Dr. SHAP-AV: Decoding Relative Modality Contributions via Shapley Attribution in Audio-Visual Speech Recognition

Imagine you are trying to understand a friend who is speaking to you through a very noisy window. You can hear their voice, but it's crackly and full of static. However, you can also see their lips moving clearly through the glass.

Most modern computers (AI models) designed to understand speech are like super-smart detectives. They have two main clues to solve the mystery of what was said: Audio (the sound) and Visual (the lip movements).

The paper you're asking about, "Dr. SHAP-AV," is essentially a forensic investigation into how these AI detectives use their two clues. The researchers wanted to answer a simple question: "When the noise gets loud, does the AI stop listening and start watching, or does it stubbornly keep trying to listen even when it can't?"

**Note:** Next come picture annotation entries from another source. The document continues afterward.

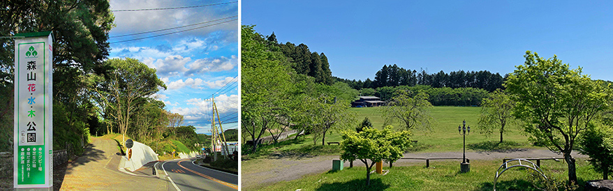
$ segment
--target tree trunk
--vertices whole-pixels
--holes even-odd
[[[570,151],[564,153],[564,160],[568,165],[568,182],[570,185],[577,185],[577,169],[575,159],[570,155]]]
[[[321,137],[321,145],[325,145],[325,132],[327,130],[323,131],[323,136]]]
[[[366,185],[370,185],[370,169],[366,167]]]

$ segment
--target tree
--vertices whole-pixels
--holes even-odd
[[[322,78],[323,79],[322,82],[326,85],[332,85],[334,83],[334,78],[332,77],[332,72],[330,71],[330,64],[327,61],[327,57],[323,54],[323,52],[319,56],[321,57]]]
[[[545,59],[530,51],[524,65],[517,66],[505,86],[516,102],[513,115],[523,120],[529,139],[561,153],[568,165],[568,180],[577,183],[571,151],[577,137],[585,130],[610,98],[601,82],[570,70],[555,55]]]
[[[309,76],[315,77],[317,83],[325,83],[323,70],[321,70],[321,59],[317,52],[311,53],[311,61],[309,66]]]
[[[348,127],[353,121],[353,114],[349,112],[348,102],[327,102],[320,99],[316,104],[314,114],[316,123],[313,127],[313,142],[321,138],[321,145],[325,144],[325,135],[328,131]]]
[[[275,44],[276,44],[278,43],[278,42],[276,42],[276,36],[274,35],[274,31],[273,31],[272,33],[268,36],[268,38],[266,38],[266,40],[268,41],[274,43]]]
[[[579,152],[589,156],[589,163],[603,174],[603,179],[609,179],[613,172],[613,130],[609,127],[592,125],[579,139]]]
[[[137,59],[112,59],[107,63],[114,70],[104,77],[94,76],[100,82],[91,89],[102,102],[100,105],[111,107],[113,112],[110,114],[125,137],[133,112],[138,106],[135,101],[154,94],[158,89],[165,89],[166,85],[158,78],[155,69]]]
[[[292,100],[288,98],[295,93],[288,60],[280,52],[267,51],[260,36],[253,26],[242,26],[241,129],[253,142],[253,152],[262,135],[278,123],[277,116],[285,116]]]
[[[411,98],[408,91],[397,91],[398,96],[390,101],[387,107],[381,107],[381,110],[385,124],[392,121],[400,121],[407,130],[415,127],[429,129],[432,117],[429,110],[432,105],[428,102],[428,95],[420,92]]]
[[[164,102],[152,98],[142,98],[136,102],[140,104],[133,112],[128,134],[142,142],[153,142],[163,137],[161,132],[168,124]]]
[[[504,91],[498,89],[489,93],[489,97],[481,101],[481,114],[479,116],[478,125],[483,131],[481,133],[491,135],[499,128],[500,143],[505,132],[505,126],[512,119],[511,110],[515,103]]]
[[[168,128],[170,128],[173,135],[177,134],[176,128],[183,124],[183,116],[179,114],[168,113]]]
[[[343,148],[341,159],[362,161],[366,166],[366,185],[369,185],[373,165],[383,160],[393,162],[401,158],[404,151],[411,146],[411,135],[408,130],[394,132],[392,126],[382,130],[366,128],[360,132],[345,131],[341,144]]]

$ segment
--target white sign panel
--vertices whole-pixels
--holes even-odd
[[[50,32],[16,34],[13,185],[53,186],[52,38]]]

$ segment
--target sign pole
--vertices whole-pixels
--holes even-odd
[[[13,187],[53,190],[53,38],[15,36]]]

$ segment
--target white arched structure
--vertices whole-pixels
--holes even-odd
[[[510,162],[515,161],[517,161],[519,165],[515,165],[511,166],[508,165]],[[525,165],[522,164],[522,162]],[[504,168],[503,169],[503,167]],[[498,168],[498,170],[496,171],[496,177],[494,178],[494,191],[496,191],[496,183],[498,181],[498,178],[500,177],[500,176],[502,175],[502,174],[506,170],[514,167],[525,167],[529,169],[532,169],[538,172],[538,174],[540,174],[540,176],[545,178],[545,179],[547,181],[547,184],[549,183],[549,179],[547,178],[546,176],[545,176],[545,174],[542,173],[542,171],[540,170],[540,167],[539,167],[536,165],[534,165],[534,162],[530,162],[530,160],[527,160],[523,158],[516,158],[505,161],[504,163],[502,164],[502,165],[500,166],[500,167]],[[501,171],[501,169],[502,169],[502,171]]]

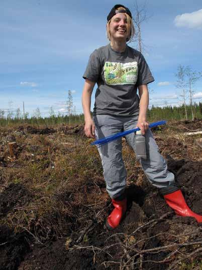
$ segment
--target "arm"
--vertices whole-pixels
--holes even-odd
[[[85,119],[85,134],[87,137],[94,138],[94,123],[90,114],[91,96],[95,83],[87,79],[85,81],[82,94],[82,105]]]
[[[149,91],[147,85],[142,85],[138,86],[140,96],[140,112],[137,126],[139,127],[142,134],[144,135],[146,130],[149,127],[147,122],[147,111],[149,105]]]

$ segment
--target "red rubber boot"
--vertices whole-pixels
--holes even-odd
[[[122,200],[112,199],[112,204],[115,209],[107,219],[106,225],[110,230],[114,230],[119,225],[126,211],[127,200],[126,198]]]
[[[201,223],[202,225],[202,216],[195,214],[190,209],[185,201],[181,190],[179,189],[163,196],[166,203],[174,210],[177,215],[182,217],[192,217],[194,218],[198,223]]]

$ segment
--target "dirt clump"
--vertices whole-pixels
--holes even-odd
[[[200,124],[170,123],[181,133],[183,127],[197,129]],[[175,215],[125,142],[127,210],[117,228],[106,229],[113,207],[98,153],[83,137],[83,128],[30,126],[25,135],[16,133],[23,150],[11,162],[16,167],[0,171],[0,269],[199,269],[201,228],[194,219]],[[162,128],[154,131],[159,151],[187,204],[201,215],[199,148],[176,128],[168,124]],[[7,135],[4,130],[2,136]]]

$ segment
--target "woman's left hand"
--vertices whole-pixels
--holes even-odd
[[[136,126],[141,130],[142,135],[144,135],[149,128],[149,123],[145,120],[138,120]]]

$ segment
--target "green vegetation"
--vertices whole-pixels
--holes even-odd
[[[186,110],[185,110],[186,108]],[[201,119],[202,116],[202,103],[195,103],[192,106],[192,111],[195,119]],[[167,106],[161,108],[160,107],[152,106],[148,110],[148,120],[150,122],[156,119],[168,120],[181,120],[186,119],[185,111],[187,115],[188,120],[192,119],[192,111],[191,105],[181,106]],[[0,125],[10,126],[15,124],[27,124],[39,127],[40,125],[55,126],[57,125],[62,124],[81,124],[84,122],[84,115],[70,114],[69,115],[58,114],[57,116],[50,114],[50,116],[42,117],[39,114],[37,117],[27,117],[24,119],[21,114],[18,112],[15,116],[5,117],[4,114],[0,114]]]

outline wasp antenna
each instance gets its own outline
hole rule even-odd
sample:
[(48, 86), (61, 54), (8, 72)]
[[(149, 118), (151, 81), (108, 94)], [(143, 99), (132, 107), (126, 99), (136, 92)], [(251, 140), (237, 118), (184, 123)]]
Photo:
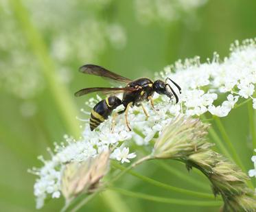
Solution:
[(179, 85), (177, 83), (176, 83), (174, 80), (171, 80), (169, 78), (166, 78), (165, 82), (166, 82), (167, 80), (169, 80), (170, 81), (171, 81), (177, 87), (177, 89), (178, 89), (178, 91), (180, 92), (180, 93), (181, 93), (181, 88), (179, 86)]
[(166, 86), (167, 86), (172, 91), (172, 94), (174, 95), (175, 97), (175, 99), (176, 99), (176, 103), (177, 104), (178, 102), (178, 95), (176, 95), (176, 93), (175, 93), (175, 91), (174, 91), (174, 89), (172, 89), (172, 88), (171, 87), (171, 86), (169, 84), (165, 84)]

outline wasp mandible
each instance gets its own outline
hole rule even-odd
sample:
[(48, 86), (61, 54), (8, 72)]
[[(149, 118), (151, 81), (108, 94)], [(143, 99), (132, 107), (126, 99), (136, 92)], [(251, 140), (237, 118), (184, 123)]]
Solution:
[[(171, 81), (177, 87), (180, 93), (181, 93), (181, 87), (169, 78), (166, 78), (165, 82), (160, 80), (153, 82), (146, 78), (131, 80), (95, 64), (83, 65), (79, 69), (79, 71), (84, 73), (107, 78), (126, 84), (126, 86), (124, 88), (86, 88), (81, 89), (75, 93), (76, 97), (93, 92), (101, 92), (104, 95), (110, 95), (104, 99), (99, 102), (91, 110), (90, 117), (90, 128), (91, 131), (107, 119), (113, 110), (121, 104), (124, 105), (124, 109), (118, 112), (117, 114), (125, 113), (126, 126), (129, 130), (131, 130), (128, 121), (129, 108), (134, 106), (141, 106), (145, 115), (148, 117), (148, 113), (142, 104), (142, 102), (145, 100), (150, 101), (152, 107), (155, 110), (152, 99), (154, 92), (160, 95), (165, 95), (170, 99), (175, 97), (176, 102), (178, 103), (178, 95), (171, 86), (167, 83), (167, 80)], [(170, 90), (168, 90), (168, 88)], [(115, 95), (117, 93), (123, 93), (122, 99)]]

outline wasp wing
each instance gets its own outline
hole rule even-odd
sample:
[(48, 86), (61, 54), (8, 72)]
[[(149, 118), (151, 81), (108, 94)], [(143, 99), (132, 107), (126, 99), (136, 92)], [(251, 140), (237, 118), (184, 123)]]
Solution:
[(129, 83), (131, 80), (113, 73), (102, 67), (95, 64), (85, 64), (79, 68), (79, 71), (84, 73), (95, 75), (104, 78), (110, 78), (114, 80)]
[(95, 88), (86, 88), (83, 89), (78, 92), (75, 93), (75, 96), (80, 97), (81, 95), (86, 95), (88, 93), (93, 92), (100, 92), (104, 95), (108, 94), (117, 94), (124, 92), (134, 92), (137, 91), (139, 89), (135, 88), (102, 88), (102, 87), (95, 87)]

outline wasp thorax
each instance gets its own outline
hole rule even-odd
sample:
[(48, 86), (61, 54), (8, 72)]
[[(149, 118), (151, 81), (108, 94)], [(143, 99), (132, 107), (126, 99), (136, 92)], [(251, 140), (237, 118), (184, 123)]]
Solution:
[(159, 94), (165, 94), (166, 93), (166, 86), (163, 81), (156, 80), (153, 83), (154, 90)]
[(108, 98), (108, 105), (112, 108), (116, 108), (121, 104), (121, 101), (116, 96), (110, 96)]

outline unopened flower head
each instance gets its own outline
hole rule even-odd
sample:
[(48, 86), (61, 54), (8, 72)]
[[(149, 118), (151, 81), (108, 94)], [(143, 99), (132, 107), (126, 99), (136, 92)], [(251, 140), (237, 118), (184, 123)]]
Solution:
[(107, 173), (109, 152), (102, 152), (95, 158), (71, 162), (62, 173), (61, 191), (67, 202), (80, 193), (88, 193), (97, 187), (99, 180)]
[[(222, 63), (218, 62), (218, 54), (214, 54), (211, 62), (209, 61), (200, 64), (197, 57), (195, 59), (186, 60), (184, 63), (178, 61), (175, 65), (166, 67), (163, 71), (156, 73), (156, 78), (165, 80), (170, 78), (181, 86), (182, 93), (178, 96), (179, 103), (176, 104), (175, 101), (170, 101), (167, 97), (155, 93), (153, 98), (157, 111), (153, 110), (149, 103), (143, 103), (149, 115), (148, 118), (141, 107), (133, 107), (129, 110), (128, 119), (132, 130), (131, 131), (128, 130), (123, 115), (117, 116), (113, 130), (111, 116), (94, 131), (90, 130), (89, 120), (83, 119), (86, 123), (81, 138), (78, 141), (73, 141), (67, 137), (67, 143), (56, 145), (56, 152), (51, 153), (51, 158), (49, 161), (43, 160), (44, 166), (33, 170), (38, 175), (34, 185), (34, 194), (38, 204), (42, 207), (44, 200), (48, 196), (51, 196), (52, 198), (60, 196), (60, 170), (67, 163), (86, 161), (106, 150), (111, 150), (112, 159), (121, 163), (129, 163), (136, 156), (135, 150), (131, 150), (131, 146), (130, 148), (128, 147), (130, 143), (147, 145), (153, 148), (152, 143), (155, 139), (159, 137), (165, 139), (165, 137), (167, 136), (163, 133), (163, 130), (166, 126), (172, 125), (172, 122), (177, 121), (177, 118), (175, 118), (177, 115), (183, 114), (184, 117), (191, 115), (198, 117), (202, 114), (210, 113), (216, 116), (224, 117), (226, 116), (238, 102), (246, 98), (253, 99), (255, 93), (256, 82), (255, 40), (247, 40), (242, 45), (239, 45), (236, 42), (232, 45), (231, 49), (230, 56), (224, 58)], [(176, 89), (175, 86), (170, 83), (174, 89)], [(178, 91), (176, 91), (178, 93)], [(220, 105), (216, 104), (219, 95), (226, 99)], [(99, 96), (90, 99), (86, 102), (89, 108), (82, 110), (83, 114), (88, 117), (90, 115), (89, 111), (101, 99)], [(253, 103), (255, 104), (255, 100)], [(123, 106), (119, 106), (115, 112), (123, 109)], [(173, 130), (173, 134), (176, 133), (180, 136), (181, 139), (175, 137), (168, 143), (158, 141), (154, 154), (159, 157), (170, 156), (170, 154), (173, 156), (181, 156), (183, 152), (191, 152), (194, 148), (198, 150), (198, 154), (195, 155), (196, 158), (193, 159), (202, 163), (203, 160), (200, 158), (205, 158), (206, 155), (200, 155), (199, 150), (209, 148), (209, 144), (202, 144), (204, 132), (207, 127), (197, 121), (189, 121), (186, 124), (180, 125), (179, 128), (172, 126), (172, 128), (168, 129), (167, 130)], [(199, 129), (198, 132), (195, 132), (187, 127), (189, 126), (197, 129), (199, 129), (198, 127), (202, 126), (201, 129), (203, 130), (202, 131)], [(181, 132), (181, 130), (185, 130)], [(194, 138), (181, 138), (183, 133), (186, 135), (186, 130), (193, 132), (198, 139), (198, 142), (194, 142), (196, 140)], [(191, 141), (188, 142), (189, 140)], [(178, 145), (176, 147), (174, 143), (183, 143), (184, 146)], [(167, 151), (170, 145), (176, 148), (174, 152)], [(183, 152), (181, 149), (185, 150)], [(211, 153), (209, 154), (211, 156)]]
[(177, 116), (156, 141), (152, 155), (158, 158), (189, 156), (211, 146), (206, 142), (208, 124), (199, 119)]

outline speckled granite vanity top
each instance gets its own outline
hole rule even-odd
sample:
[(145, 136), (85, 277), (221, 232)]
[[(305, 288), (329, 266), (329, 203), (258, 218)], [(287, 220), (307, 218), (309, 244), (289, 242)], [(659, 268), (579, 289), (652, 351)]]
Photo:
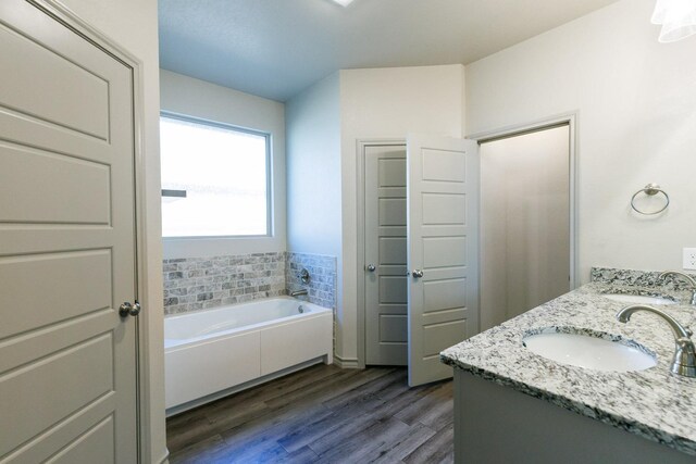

Here is the breakdown of their findings using simple analogies.

1. The Detective's Toolkit: "Shapley Values"

To figure out how much the AI relies on sound vs. sight, the researchers used a mathematical tool called Shapley Values.

The Analogy: Imagine a group of friends (the AI) trying to guess a secret word. Some friends have the audio clue, others have the video clue. To see who actually helped the most, you play a game where you remove one friend at a time. If you remove the "Audio Friend" and the group fails miserably, that friend was crucial. If you remove the "Video Friend" and the group still guesses fine, that friend wasn't doing much work.
The Result: Dr. SHAP-AV uses this game to calculate a "credit score" for the audio and the video for every single word the AI guesses.

2. The Big Discovery: The "Stubborn Ear"

The researchers tested six different AI models (some based on giant language models like Llama, others on specialized speech models) under different noise levels, from a quiet room to a rock concert.

What they expected: They thought that when the noise got really bad (like -10 dB), the AI would switch off its "ears" and rely 100% on its "eyes" (lip reading), just like a human would.
What they found: The AI is surprisingly stubborn. Even when the audio is terrible, the models still rely heavily on the sound (about 40-50% of the time).
The Metaphor: It's like a detective who is blindfolded in a hurricane but refuses to take off the blindfold, insisting, "I can still hear something!" even though the wind is screaming. The AI has a built-in bias toward audio, and it doesn't know how to let go of it easily, even when the audio is garbage.

3. The Dynamic Dance: How the AI Thinks While Speaking

The researchers also looked at when the AI uses these clues. Does it use them all at once, or does the strategy change as it types out the sentence?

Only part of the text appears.